The hype is in the gap between "this asset is now a token" and "this token gives me everything the asset gave me." A token can trade around the clock and still leave you without the voting rights or the legal claim you would expect from owning the share outright. Faster settlement and fractional access are genuine, and neither is the same as full ownership. The SEC's "comparable standards" point is aimed squarely at narrowing that gap, which tells you where the real risk has been.
It also helps to keep two similar-sounding ideas apart. A tokenized security is a stock or bond on a blockchain. A tokenized deposit, which the largest US banks have been building toward, is an ordinary bank deposit on a shared ledger. One is an investment; the other is your checking-account balance in a new form. Same prefix, different things.
What to watch, and what to watch out for
Watch whether the SEC's framework turns into actual rules, and what those rules say about the rights a token must carry. The difference between a token that owns the share and one that only tracks its price is the whole game for a buyer, and a clear standard would settle a lot of it.

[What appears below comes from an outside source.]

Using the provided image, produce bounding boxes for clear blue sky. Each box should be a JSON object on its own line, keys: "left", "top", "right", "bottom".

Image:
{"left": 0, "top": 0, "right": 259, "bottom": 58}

Until then, a few checks are worth making before you touch a tokenized security. Find out what the token is a claim on, who holds the underlying asset, and whether you have a legal right to it. Check how easily you can sell, because a thinly traded token can be hard to exit at a fair price. And do not assume the safeguards of the regulated product travel with the token; the wrapper does not automatically carry them.
- A tokenized security is a stock, fund, or bond represented by a token on a blockchain. The asset is the same; the token is a new wrapper around it.
- On June 8, 2026, the SEC's Jamie Selway said the agency wants tokenized securities to trade in regulated markets under standards comparable to ordinary securities, with no special carve-out. It sets a direction, with the actual rules still to be written.
- Tokenized real-world assets have risen 589% since early 2025 per Binance Research (via crypto.news), with tokenized stocks up 422%. The Block reported the tokenized-equities market in the billions of dollars. Figures are as of June 8, 2026.
- A token that tracks a stock's price is not always the same as owning the stock. You may not get voting rights, dividends, or the legal claim. Read what the token entitles you to before buying.